WELCOME TO SPRING BREAK

welcometospringbrak3 Stars  1988/91m

A.k.a. Nightmare Beach

Director: Harry Kirkpatrick / Writers: Umberto Lenzi & Vittorio Rambaldi / Cast: Nicholas De Toth, Sarah Buxton, John Saxon, Rawley Valverde, Lance Le Gault, Michael Parks, Fred Buck, Luis Valderama, Yamilet Hildago.

Body Count: 11

Dire-logue: “Welcome to spring break: the annual migration of the idiot.”


The leader of a biker gang is sent to the electric chair in the same week than 100,000 students descend on Venice Beach for their annual Spring Break knees up, sparking a series of intertwined events that begins with the electrocution of a pretty hitcher by a dark-visored biker…

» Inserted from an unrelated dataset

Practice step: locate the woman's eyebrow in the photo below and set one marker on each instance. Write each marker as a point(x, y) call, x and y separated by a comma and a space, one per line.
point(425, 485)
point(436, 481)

Best buds Skip and Ronnie, meanwhile, have arrived for the week and start it off by upsetting The Demons, the biker gang to whom the recently departed (?) belonged, while pervert cop John Saxon skulks about threatening to send everyone to prison. Electrocutions continue with the leather-clad killer doing away with young vacationers and the odd local who gets in the way, including a girl who’s using her room to earn some college cash by screwing older men and the slasher movie fixture, the prankster, who pretends he’s dead one too many times…

Ronnie gets himself burnt beyond recognition and Skip teams up with waitress Gail, twin sister of dead biker’s victim, and they discover that the Mayor, Saxon’s ropey cop and a local doctor are covering up the truth and will do whatever they can to prevent the feisty duo from bringing it out into the open.

Lenzi, was actually fired from the movie at the start of production but stuck around as an advisor for his replacement, Kirkpatrick. Sadly, this leaves only a hell of a lot of unanswered questions and should-be victims who simply disappear from the story when, by rights, they should be frazzled to DEATH!!! There is, however, a sense of Nancy Drew fun to it all that doesn’t appear in contemporary mystery-slashers, marred only by the ridiculous outcome of the plot secrets and some cheesy 80’s music to top it off.

Blurbs-of-interest: B-movie fixture John Saxon was also in Elm Streets 1 and 3 and the New Nightmare; Tenebrae, The Baby Doll Murders and Black Christmas; Nicholas De Toth became a film editor who worked on some big Hollywood productions such as X Men Origins: Wolverine, Die Hard 4.0 and Terminator 3; Umberto Lenzi directed giallo gem Eyeball.

2 comments

  • I really dig this film for the exact Nancy Drew-type reasons you mention. If they’d tied up the loose ends and added some more suspense (the one or two tense sequences are, after all, quite good) this could’ve been a minor classic.

  • Totally agree, it was so almost there!!

    Thanks for visiting!!! I’ll link back to you!